Monday, September 10, 2012

This is what I know...

Since this blog is all about me getting real, I decided that it was time to show you all what REAL is all about.  I saw a post similar to this several months ago, and it stuck with me.  I wasn't getting "real" about my eating habits and working out at the time, so even though it hit home, I pushed it to the side.  The past few weeks though I have been working really hard, and I found myself back at that same post, and I decided it was time I tweak it a little to suit me, and get real; with myself, and with those of you reading this.

The truth is, I have let myself go.  A little over a year and a half ago, I lost nearly 35 pounds.  And since then, I have gained them back, along with several of their nasty little friends.  And I am pretty pissed off at myself for it.  I'm unhappy with my outer beauty, and because of that, it's putting a damper on all of the good beautiful things I have on the inside. 
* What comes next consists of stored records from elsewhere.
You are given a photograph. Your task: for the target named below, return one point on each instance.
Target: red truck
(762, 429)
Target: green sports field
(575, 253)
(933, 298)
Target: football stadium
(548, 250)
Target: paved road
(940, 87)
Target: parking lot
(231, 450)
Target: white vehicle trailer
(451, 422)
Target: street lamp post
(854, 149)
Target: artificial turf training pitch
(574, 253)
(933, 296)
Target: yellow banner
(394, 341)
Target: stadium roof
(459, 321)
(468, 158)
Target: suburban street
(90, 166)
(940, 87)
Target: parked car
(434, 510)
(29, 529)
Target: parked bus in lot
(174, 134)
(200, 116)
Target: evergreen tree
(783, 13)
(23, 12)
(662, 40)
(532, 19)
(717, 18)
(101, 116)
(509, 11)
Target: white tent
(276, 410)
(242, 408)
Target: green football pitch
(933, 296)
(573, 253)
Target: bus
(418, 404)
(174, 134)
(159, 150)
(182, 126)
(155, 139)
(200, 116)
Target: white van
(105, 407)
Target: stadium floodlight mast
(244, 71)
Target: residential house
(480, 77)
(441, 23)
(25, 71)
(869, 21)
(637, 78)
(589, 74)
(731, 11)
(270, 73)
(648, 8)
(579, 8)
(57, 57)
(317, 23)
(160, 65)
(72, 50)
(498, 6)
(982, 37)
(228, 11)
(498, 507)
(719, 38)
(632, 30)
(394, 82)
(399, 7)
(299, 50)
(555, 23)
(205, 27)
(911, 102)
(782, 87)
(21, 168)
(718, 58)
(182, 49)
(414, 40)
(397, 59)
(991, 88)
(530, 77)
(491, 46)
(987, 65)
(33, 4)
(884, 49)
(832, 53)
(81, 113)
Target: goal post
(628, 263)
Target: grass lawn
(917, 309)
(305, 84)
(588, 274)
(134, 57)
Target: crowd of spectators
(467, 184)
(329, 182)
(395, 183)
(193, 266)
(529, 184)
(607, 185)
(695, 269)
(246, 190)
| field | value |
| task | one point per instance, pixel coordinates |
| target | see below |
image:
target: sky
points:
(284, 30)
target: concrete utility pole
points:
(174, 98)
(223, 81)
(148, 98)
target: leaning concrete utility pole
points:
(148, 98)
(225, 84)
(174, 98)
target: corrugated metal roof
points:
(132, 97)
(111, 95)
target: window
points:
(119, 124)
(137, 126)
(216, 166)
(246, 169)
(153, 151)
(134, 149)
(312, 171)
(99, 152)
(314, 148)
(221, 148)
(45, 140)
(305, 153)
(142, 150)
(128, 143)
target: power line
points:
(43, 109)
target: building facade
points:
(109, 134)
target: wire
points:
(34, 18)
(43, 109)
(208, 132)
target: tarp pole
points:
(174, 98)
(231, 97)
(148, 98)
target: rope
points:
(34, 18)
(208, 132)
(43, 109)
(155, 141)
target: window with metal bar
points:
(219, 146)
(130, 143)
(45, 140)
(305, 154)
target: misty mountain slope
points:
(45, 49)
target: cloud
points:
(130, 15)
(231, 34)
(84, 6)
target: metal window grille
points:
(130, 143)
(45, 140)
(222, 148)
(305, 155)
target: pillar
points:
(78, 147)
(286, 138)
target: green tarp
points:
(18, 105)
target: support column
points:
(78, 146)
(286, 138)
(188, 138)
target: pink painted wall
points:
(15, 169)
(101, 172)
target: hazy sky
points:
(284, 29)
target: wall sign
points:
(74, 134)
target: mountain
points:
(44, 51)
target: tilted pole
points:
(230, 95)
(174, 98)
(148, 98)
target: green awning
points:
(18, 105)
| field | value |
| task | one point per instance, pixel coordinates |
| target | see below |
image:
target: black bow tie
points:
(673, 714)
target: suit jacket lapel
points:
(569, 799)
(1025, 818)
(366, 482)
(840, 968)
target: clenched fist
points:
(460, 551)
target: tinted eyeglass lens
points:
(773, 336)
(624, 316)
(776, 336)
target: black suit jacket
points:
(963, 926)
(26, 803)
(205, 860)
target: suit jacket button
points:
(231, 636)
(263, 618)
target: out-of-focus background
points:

The biggest part of this truth, is having to ask myself how and why I let myself go.  At what point did I just stop caring about what I put in my body?  When (and why) did I decide everything else in my life was more important than working out?  Why did I allow myself to size up in all of my clothes, instead of facing the problem head on?  It's like I just accepted that I was going to be fat.  And that is pathetic!  I motivate everyone else around me in all of their endeavors, why can't I motivate myself? 

Well, that's all changing as we speak.  I'm sick of dreading going to any type of social function because I can't stand the thought of wearing fat clothes in public.  I'm sick of hating shopping because it's just too damn depressing.  I'm sick of feeling sorry for myself when I am the only one responsible for this mess of a body I now have.  I've changed my eating habits, changed my work out habits, and I'm changing how I look at myself.  I've had my pity party, now it's time to do what has to be done so the next party I throw for myself is me going shopping and sizing DOWN instead of up. 

I have completely strayed from the original part of this post that I had in mind, big surprise, so here it is:

This is what I know...
I know how it feels to cry uncontrollably because you are that unhappy with your body.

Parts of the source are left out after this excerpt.